As he’ll tell anyone who rejoins him into anecdotalising, Christopher Lee was Ian Fleming’s cousin. He readily admits, however, that the screen Scaramanga is more interesting and engaging that the one in the novel. Lee gives him a genuine desire for friendship with Bond and an almost disarming geniality at times (“Delighted to see you again!” he greets 007 upon the latter’s arrival at the island).

Scaramanga: Ours is the loneliest profession, Mr. Bond.

So much so, that Bond’s discourtesy in response to his overtures seems plain rude, rather than deserving. Maybe it’s just because Scaramanga has hit on a sore point.

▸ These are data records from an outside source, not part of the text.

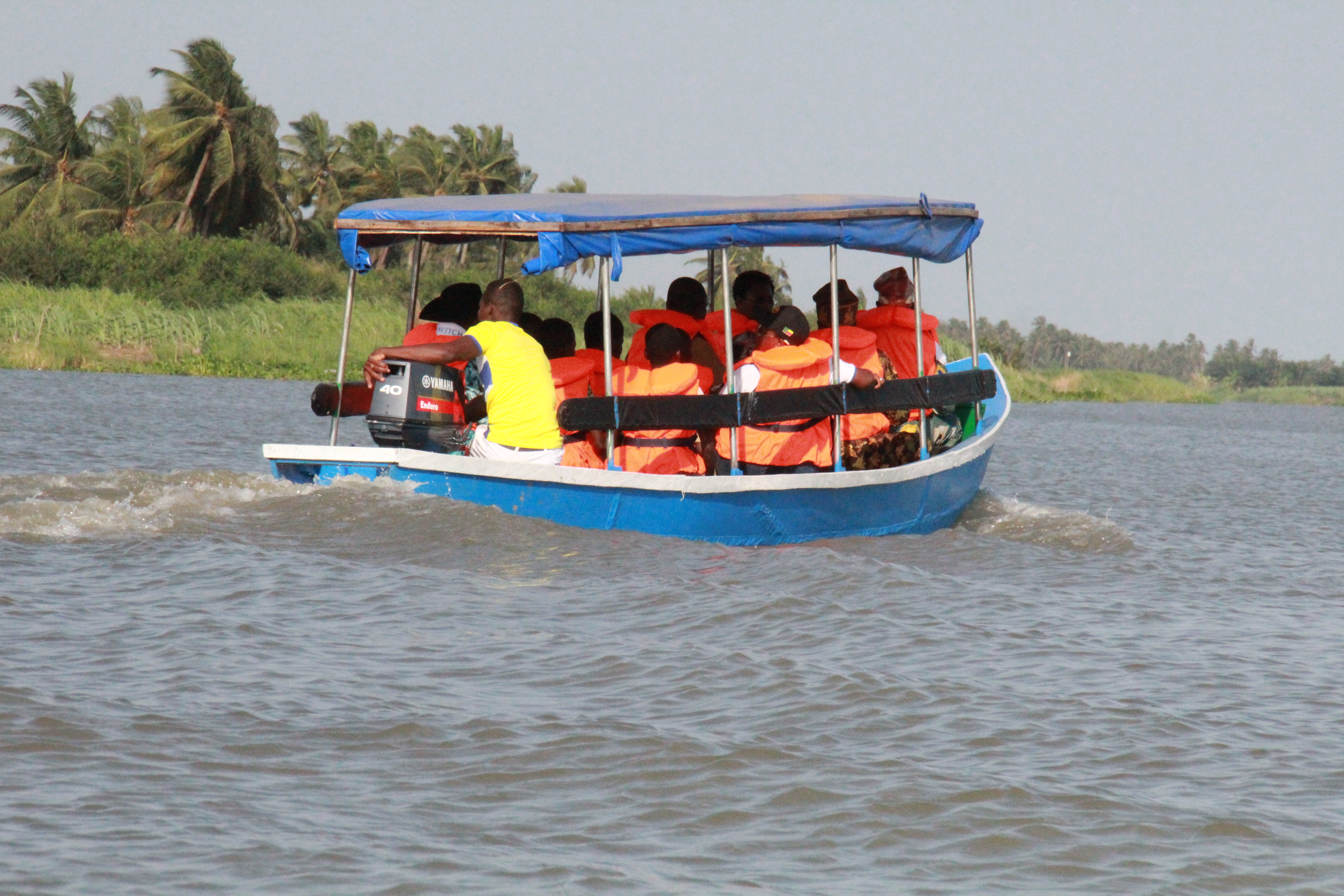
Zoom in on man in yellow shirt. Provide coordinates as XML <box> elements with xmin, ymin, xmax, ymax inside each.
<box><xmin>364</xmin><ymin>279</ymin><xmax>564</xmax><ymax>464</ymax></box>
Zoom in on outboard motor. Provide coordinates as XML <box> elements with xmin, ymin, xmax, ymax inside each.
<box><xmin>364</xmin><ymin>359</ymin><xmax>472</xmax><ymax>454</ymax></box>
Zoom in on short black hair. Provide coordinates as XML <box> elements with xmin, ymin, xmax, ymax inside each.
<box><xmin>732</xmin><ymin>270</ymin><xmax>774</xmax><ymax>305</ymax></box>
<box><xmin>421</xmin><ymin>283</ymin><xmax>481</xmax><ymax>329</ymax></box>
<box><xmin>668</xmin><ymin>277</ymin><xmax>710</xmax><ymax>321</ymax></box>
<box><xmin>583</xmin><ymin>312</ymin><xmax>625</xmax><ymax>355</ymax></box>
<box><xmin>766</xmin><ymin>305</ymin><xmax>812</xmax><ymax>345</ymax></box>
<box><xmin>644</xmin><ymin>324</ymin><xmax>691</xmax><ymax>367</ymax></box>
<box><xmin>481</xmin><ymin>277</ymin><xmax>524</xmax><ymax>329</ymax></box>
<box><xmin>536</xmin><ymin>317</ymin><xmax>574</xmax><ymax>359</ymax></box>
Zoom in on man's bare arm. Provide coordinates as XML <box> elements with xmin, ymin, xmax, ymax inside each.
<box><xmin>849</xmin><ymin>367</ymin><xmax>878</xmax><ymax>388</ymax></box>
<box><xmin>364</xmin><ymin>336</ymin><xmax>481</xmax><ymax>388</ymax></box>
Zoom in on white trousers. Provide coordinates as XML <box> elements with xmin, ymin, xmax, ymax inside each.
<box><xmin>472</xmin><ymin>423</ymin><xmax>564</xmax><ymax>466</ymax></box>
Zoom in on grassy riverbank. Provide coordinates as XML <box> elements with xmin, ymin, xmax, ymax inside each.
<box><xmin>0</xmin><ymin>282</ymin><xmax>1344</xmax><ymax>406</ymax></box>
<box><xmin>0</xmin><ymin>283</ymin><xmax>406</xmax><ymax>380</ymax></box>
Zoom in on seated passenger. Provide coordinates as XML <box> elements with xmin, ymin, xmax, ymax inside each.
<box><xmin>574</xmin><ymin>312</ymin><xmax>625</xmax><ymax>396</ymax></box>
<box><xmin>857</xmin><ymin>267</ymin><xmax>962</xmax><ymax>459</ymax></box>
<box><xmin>715</xmin><ymin>305</ymin><xmax>878</xmax><ymax>475</ymax></box>
<box><xmin>700</xmin><ymin>270</ymin><xmax>774</xmax><ymax>371</ymax></box>
<box><xmin>612</xmin><ymin>324</ymin><xmax>704</xmax><ymax>475</ymax></box>
<box><xmin>856</xmin><ymin>267</ymin><xmax>940</xmax><ymax>379</ymax></box>
<box><xmin>364</xmin><ymin>278</ymin><xmax>563</xmax><ymax>465</ymax></box>
<box><xmin>817</xmin><ymin>312</ymin><xmax>919</xmax><ymax>470</ymax></box>
<box><xmin>812</xmin><ymin>279</ymin><xmax>859</xmax><ymax>329</ymax></box>
<box><xmin>547</xmin><ymin>352</ymin><xmax>606</xmax><ymax>470</ymax></box>
<box><xmin>402</xmin><ymin>282</ymin><xmax>485</xmax><ymax>422</ymax></box>
<box><xmin>402</xmin><ymin>283</ymin><xmax>481</xmax><ymax>345</ymax></box>
<box><xmin>535</xmin><ymin>317</ymin><xmax>574</xmax><ymax>360</ymax></box>
<box><xmin>625</xmin><ymin>277</ymin><xmax>723</xmax><ymax>392</ymax></box>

Scaramanga: You get as much pleasure out of killing as I do, so why don't you admit it?
Bond: I admit killing you would be a pleasure.
Scaramanga: Then you should have done that when you first saw me. On the other hand, the English don't consider it sporting to kill in cold blood, do they?
Bond: Don't count on that.


Partly this may be because Bond’s dialogue is so unrefined.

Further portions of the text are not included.